12L’action de la lecture, cela est donc à entendre à ces deux niveaux de sens : la lecture comme action, l’acte de lire (je fais une lecture) ; l’action de la lecture sur le lecteur (la lecture me fait, me fait faire).
13Il faudrait penser l’articulation de ces deux axes, théoriser le lien entre ces deux façons de comprendre l’expression « l’action de la lecture ». Au premier sens, il s’agit de l’activité herméneutique, interprétative, du lecteur, son activité de production de sens, le travail effectué par le lecteur : le lecteur travaille le texte ; mais, ce faisant, le lecteur intériorise le texte, et alors le texte le travaille (deuxième sens de l’action de la lecture) : le lecteur peut alors se rendre apte à se laisser porter par la factitivité du texte, peut consentir à la force incitative du texte, à son énergie factitive, le lecteur peut consentir à agir en fonction du texte. C’est tout le sens du titre du livre de Paul Ricœur, Du texte à l’action (1984), où le philosophe analyse comment, en interprétant le texte, je m’interprète moi-même, je configure narrativement mon passé, mon présent, et mon avenir, mon agir à venir. On voit donc que les deux façons de comprendre l’expression « l’action de la lecture » peuvent s’appréhender dans la continuité l’une de l’autre.

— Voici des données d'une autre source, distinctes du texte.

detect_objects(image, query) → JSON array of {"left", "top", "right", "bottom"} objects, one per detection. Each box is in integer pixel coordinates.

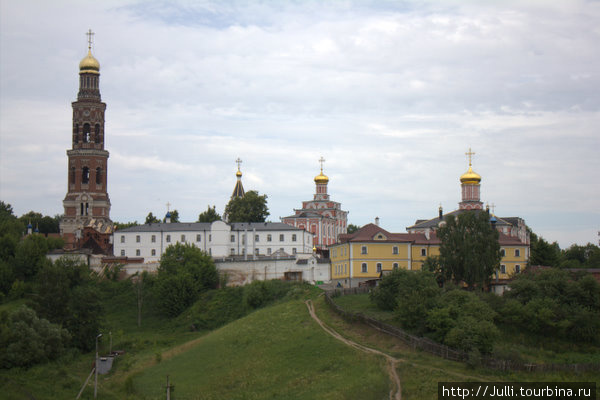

14Nous pressentons ici que nous rencontrerons dans cette réflexion un problème récurrent, celui de la liberté du lecteur : dans quelle mesure sommes-nous contraints par la factitivité de la lecture ? et dans quelle mesure restons-nous libres ? Une esquisse de réponse peut être indiquée : la spécificité de la lecture littéraire (qui la distingue de la lecture religieuse, politique, idéologique) est qu’elle nous incite et nous impulse mais tout en nous laissant libres, et même en favorisant notre liberté (thèse sartrienne), mais cette réponse sera sans doute à affiner car nous nous apercevrons que ce critère de la liberté n’est pas suffisamment discriminant.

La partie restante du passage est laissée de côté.